« Perdre connaissance », une création de Didier Roux, codirecteur du Théâtre Le Hangar aujourd’hui fragilisé par la baisse de la subvention municipale.
Si étymologiquement «théâtre» signifie «lieu d’où l’on voit», l’équipe du Théâtre Le Hangar, elle, n’a plus de visibilité sur son avenir. Nichée du côté du faubourg Bonnefoy, cette salle fait partie de ce que l’on nomme à Toulouse les «petits théâtres». À l’abri des rumeurs du centre ville, Le Hangar va depuis quinze ans son petit bonhomme de chemin : celui d’un lieu de résidence, de fabrication, de formation et d’expériences théâtrales. Les spectateurs qui le fréquentent savent que ce théâtre de proximité, n’en est pas moins, malgré sa capacité d’accueil de 49 places, un lieu d’excellence et d’exigence artistique axé sur la recherche contemporaine – à l’image de son rendez-vous Les Bruissonnantes, festival international de poésie contemporaine et performative, très attendu chaque printemps qui attire les amateurs de formes scéniques innovantes.
Ici, Laurence Riout et Didier Roux, les codirecteurs organisent une programmation éclectique mais sélective, accueillent dans leurs célèbres murs noirs, une dizaine de compagnies régionales, mettent à leur disposition leur plateau de 90 m2 pour des résidences de création, dispensent avec une équipe de six intervenants de disciplines diverses, des formations pour professionnels et des ateliers pour comédiens amateurs. Dans ce contexte, l’amputation de 10 % de la subvention annuelle accordée par la Ville de Toulouse qui touche le secteur culturel vient balayer cette vitalité qui s’est construite au cours des années. Elle précarise ainsi un théâtre qui n’a pas les épaules d’un TNT au d’un Théâtre Garonne.
«Cette coupe de 3200 € est non seulement un désaveu du travail que nous menons au Hangar, mais ses répercussions artistique, économique et humaine sont considérables. Elle vient directement impacter les compagnies que nous accueillons et rémunérons. Nous avons été contraints de réduire notre programmation pour pouvoir survivre», déplore Didier Roux. Un désaveu qui se double de la surdité des pouvoirs publics, plongeant l’équipe dans le désarroi et l’incompréhension : «Nous avons remis à la mairie un bilan d’activité très positif qui n’a pas à rougir des autres théâtres toulousains. Nous ne comprenons pas le silence de la municipalité», poursuit Didier Roux. L’équipe est actuellement suspendue à la décision du Conseil régional dont l’aide à la formation professionnelle permettrait de continuer la route… «Sans cette aide, cette saison sera la dernière du Hangar», conclut le metteur en scène et codirecteur du théâtre.
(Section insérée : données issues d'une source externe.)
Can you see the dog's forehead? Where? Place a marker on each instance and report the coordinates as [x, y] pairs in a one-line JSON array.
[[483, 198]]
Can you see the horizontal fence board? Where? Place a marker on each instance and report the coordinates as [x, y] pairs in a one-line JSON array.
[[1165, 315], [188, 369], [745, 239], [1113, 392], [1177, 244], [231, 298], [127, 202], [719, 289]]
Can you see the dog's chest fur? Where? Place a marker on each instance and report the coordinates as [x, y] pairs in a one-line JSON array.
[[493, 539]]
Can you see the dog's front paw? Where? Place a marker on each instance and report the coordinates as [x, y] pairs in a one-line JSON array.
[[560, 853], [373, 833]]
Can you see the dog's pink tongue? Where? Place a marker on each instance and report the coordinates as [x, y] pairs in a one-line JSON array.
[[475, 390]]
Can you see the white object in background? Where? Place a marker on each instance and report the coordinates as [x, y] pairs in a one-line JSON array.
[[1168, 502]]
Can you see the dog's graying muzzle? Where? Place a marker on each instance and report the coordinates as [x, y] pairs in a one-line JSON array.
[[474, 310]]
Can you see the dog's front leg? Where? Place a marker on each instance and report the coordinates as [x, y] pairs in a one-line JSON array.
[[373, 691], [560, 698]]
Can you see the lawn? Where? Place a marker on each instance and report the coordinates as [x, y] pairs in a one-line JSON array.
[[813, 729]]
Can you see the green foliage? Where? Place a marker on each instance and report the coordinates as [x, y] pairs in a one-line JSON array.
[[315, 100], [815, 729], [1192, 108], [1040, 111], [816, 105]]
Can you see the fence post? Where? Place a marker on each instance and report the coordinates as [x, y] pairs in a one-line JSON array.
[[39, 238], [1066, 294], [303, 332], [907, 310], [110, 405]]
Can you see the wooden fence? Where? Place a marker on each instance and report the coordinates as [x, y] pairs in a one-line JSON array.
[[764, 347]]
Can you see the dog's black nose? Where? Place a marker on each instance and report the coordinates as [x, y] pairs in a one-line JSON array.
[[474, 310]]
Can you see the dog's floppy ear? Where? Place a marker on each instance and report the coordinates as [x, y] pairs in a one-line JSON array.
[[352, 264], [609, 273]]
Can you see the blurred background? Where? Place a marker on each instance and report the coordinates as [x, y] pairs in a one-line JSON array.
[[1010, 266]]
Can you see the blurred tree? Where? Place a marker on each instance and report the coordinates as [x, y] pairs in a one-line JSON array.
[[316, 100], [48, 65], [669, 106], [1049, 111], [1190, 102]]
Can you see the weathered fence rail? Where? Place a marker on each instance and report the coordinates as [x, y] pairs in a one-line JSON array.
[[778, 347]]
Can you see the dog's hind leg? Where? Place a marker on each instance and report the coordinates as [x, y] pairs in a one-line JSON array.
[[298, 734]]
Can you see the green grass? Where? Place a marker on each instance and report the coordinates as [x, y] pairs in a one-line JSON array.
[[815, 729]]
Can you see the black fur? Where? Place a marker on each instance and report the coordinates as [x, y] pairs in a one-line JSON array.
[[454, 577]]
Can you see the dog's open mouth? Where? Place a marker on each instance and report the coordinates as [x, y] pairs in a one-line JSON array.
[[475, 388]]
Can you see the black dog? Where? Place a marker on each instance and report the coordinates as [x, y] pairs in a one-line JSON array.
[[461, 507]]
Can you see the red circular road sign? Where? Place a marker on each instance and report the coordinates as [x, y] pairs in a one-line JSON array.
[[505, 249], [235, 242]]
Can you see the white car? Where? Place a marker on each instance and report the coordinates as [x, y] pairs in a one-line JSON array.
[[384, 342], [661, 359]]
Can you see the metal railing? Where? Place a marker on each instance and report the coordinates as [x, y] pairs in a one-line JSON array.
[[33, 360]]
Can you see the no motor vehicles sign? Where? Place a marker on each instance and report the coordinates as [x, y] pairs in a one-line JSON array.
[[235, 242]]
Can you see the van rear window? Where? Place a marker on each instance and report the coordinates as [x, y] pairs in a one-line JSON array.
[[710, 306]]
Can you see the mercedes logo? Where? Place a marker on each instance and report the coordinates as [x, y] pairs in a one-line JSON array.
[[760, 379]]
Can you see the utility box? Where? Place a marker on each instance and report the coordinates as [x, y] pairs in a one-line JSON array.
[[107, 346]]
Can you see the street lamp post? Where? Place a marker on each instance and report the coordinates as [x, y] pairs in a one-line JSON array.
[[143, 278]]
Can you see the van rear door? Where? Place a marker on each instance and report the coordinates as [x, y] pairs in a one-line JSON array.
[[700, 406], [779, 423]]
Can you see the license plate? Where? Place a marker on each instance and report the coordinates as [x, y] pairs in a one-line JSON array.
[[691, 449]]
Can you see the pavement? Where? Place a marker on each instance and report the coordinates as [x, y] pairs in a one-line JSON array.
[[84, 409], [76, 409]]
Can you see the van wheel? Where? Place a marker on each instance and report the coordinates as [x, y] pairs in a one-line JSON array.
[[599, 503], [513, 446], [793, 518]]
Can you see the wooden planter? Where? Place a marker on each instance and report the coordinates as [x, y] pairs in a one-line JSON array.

C’est dans ce climat incertain que Didier Roux propose sa dernière création en partenariat avec la manifestation «Des Théâtres près de chez vous». Depuis plusieurs années, le metteur en scène et pédagogue travaille sur l’écriture scénique avec des acteurs envisagés comme écrivains. De cette recherche, sont nés cinq objets pour le théâtre, la rue ou autre lieux atypiques. Le premier, « Perdre connaissance », est conçu pour un chœur de treize comédiens qui en forment la partition scénique et textuelle. Principalement des actrices, auxquelles il a demandé de travailler avec l’espace, le rythme et leur présence, dans une mise en jeu du corps «global».
Il en ressort une peinture d’humains chorégraphique et poétique, avec des surgissements d’histoires arrachées en direct à l’intériorité et à l’imaginaire de chacun-e. « Perdre connaissance » échappe à la trame narrative, au message, à la psychologie. « Perdre connaissance » échappe à ce que l’on peut «connaître» du théâtre. Au public de se laisser traverser et d’accepter l’invitation de ce partage intime. Ainsi que Paul Claudel l’écrivait dans «Partage de midi» au sujet du transport amoureux : «Il ne faut pas comprendre, mon bon monsieur, il faut perdre connaissance».
Sarah Authesserre
une chronique du mensuel Intramuros
Du 6 au 21 novembre, du mercredi au samedi, 21h00, au Théâtre Le Hangar,
11, rue des Cheminots, Toulouse. Tél. : 05 61 48 38 29.